Un homme parle au micro.

Le président des Raptors, Masai Ujiri

Photo : La Presse canadienne / Frank Gunn

Radio-Canada

Le président des Raptors de Toronto, Masai Ujiri, premier Africain à avoir été nommé directeur général d'une équipe de la NBA, s'est exprimé dans une lettre ouverte publiée dans le Globe and Mail, dimanche, sur la mort de George Floyd et sur les manifestations qui en découlent.

Il raconte d'abord le choc qu'il a vécu en prenant connaissance de la vidéo qui montre la mort de l’Afro-Américain George Floyd aux mains de la police de Minneapolis.

Je l'ai regardée encore et encore, avant de comprendre. C'était nouveau. C'était un policier qui choisissait de placer son genou sur le cou d'un homme noir jusqu'à ce qu'il saigne du nez, perde le contrôle de sa vessie, et ensuite, il meurt, écrit Ujiri, qui est aussi le cofondateur de la fondation Giants of Africa.

Une mort comme celle-ci se produit et nous exprimons notre rage à propos d'elle. Les grands titres s'y désintéressent et le monde reprend son cours. Et puis, quelques semaines plus tard, quelque chose d'autre se produit et nous exprimons à nouveau notre rage et nous passons à autre chose, encore. Nous devons stopper ce cycle, poursuit-il.

Nous sommes tous arrivés dans ce monde de la même façon, en tant qu'humain. Personne ne naît raciste et personne ne voit la couleur en premier. Je crois qu'il y a bien plus de bonnes que de mauvaises personnes, mais parfois le bien doit être plus que seulement être bien. Il doit submerger le mal.

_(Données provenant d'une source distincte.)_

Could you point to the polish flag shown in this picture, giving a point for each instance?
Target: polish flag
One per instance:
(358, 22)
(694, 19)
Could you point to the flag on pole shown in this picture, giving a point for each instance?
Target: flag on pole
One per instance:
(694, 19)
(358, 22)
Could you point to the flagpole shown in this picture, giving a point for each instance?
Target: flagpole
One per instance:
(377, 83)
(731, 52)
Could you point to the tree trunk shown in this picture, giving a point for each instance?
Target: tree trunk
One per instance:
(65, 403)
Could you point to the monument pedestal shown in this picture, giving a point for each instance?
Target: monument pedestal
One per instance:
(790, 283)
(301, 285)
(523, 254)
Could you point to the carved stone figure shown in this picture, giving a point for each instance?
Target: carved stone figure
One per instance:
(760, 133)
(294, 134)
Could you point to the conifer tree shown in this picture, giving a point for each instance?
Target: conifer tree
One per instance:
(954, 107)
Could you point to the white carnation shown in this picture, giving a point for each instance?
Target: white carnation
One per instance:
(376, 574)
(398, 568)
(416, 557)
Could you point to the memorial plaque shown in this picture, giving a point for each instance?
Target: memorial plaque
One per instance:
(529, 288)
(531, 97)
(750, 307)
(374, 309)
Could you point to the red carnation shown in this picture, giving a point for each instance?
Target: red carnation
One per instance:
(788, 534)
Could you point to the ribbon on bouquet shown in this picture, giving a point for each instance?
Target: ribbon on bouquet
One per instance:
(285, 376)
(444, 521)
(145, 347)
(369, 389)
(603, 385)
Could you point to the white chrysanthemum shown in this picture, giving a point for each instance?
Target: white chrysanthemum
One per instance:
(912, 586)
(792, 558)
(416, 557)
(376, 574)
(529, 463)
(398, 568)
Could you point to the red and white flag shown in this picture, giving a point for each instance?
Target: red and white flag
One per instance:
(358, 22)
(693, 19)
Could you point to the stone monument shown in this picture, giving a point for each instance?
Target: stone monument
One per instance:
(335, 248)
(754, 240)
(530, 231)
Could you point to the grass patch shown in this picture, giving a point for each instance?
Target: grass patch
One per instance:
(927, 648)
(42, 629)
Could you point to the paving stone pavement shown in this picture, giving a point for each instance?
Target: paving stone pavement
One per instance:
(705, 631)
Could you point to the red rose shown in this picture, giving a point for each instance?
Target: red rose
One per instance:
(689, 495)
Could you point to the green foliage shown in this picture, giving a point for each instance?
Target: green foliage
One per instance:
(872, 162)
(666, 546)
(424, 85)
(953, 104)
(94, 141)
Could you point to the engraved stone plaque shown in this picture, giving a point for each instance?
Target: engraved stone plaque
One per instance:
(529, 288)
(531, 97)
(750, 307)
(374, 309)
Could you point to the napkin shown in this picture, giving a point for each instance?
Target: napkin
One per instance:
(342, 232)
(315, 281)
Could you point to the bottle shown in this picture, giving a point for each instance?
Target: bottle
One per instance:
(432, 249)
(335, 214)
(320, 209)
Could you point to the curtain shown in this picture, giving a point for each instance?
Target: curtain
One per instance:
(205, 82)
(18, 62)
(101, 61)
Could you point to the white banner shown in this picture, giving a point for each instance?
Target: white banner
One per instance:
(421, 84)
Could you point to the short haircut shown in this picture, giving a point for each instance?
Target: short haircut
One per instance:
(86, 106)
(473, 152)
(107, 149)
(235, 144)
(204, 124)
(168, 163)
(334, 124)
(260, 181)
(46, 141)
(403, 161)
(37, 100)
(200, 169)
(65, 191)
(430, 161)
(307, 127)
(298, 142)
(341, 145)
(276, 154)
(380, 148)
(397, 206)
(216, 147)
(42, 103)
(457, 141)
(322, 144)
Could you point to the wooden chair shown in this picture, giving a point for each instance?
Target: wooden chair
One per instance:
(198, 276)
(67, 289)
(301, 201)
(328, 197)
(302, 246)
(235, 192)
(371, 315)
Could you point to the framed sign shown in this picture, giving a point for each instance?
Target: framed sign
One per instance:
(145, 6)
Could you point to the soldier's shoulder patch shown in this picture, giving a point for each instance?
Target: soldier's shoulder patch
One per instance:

Masai Ujiri, président des Raptors

Il rappelle ensuite les événements entourant les minutes suivant le premier titre des Raptors, quand un policier d'Oakland l'a rudoyé lorsqu'il tentait de rejoindre ses joueurs célébrant leur victoire sur le parquet, en se demandant s'il avait été un président blanc d'une équipe de la NBA aurait-il été empêché d'y accéder par l'officier?

Ma propre expérience m'a seulement privé d'un moment, celle de George Floyd lui a coûté sa vie.

Masai Ujiri, président des Raptors

Il termine sa lettre en affirmant que la question du racisme est trop souvent éludée et que même s'il peut être difficile d'en parler avec les gens autour de soi, elle est nécessaire.

Plusieurs d'entre vous se demandent : que puis-je faire? Il y a un sentiment d'impuissance qui ne peut nous paralyser. Votre voix importe, en particulier si vous êtes en position d'influence, et de surcroît, si vous êtes Blancs. Les leaders doivent être assez courageux pour relever les évidences et dénoncer le racisme. Cette conversation ne peut plus être évitée parce qu'elle est difficile. Nous devons l'avoir. Maintenant, conclut-il.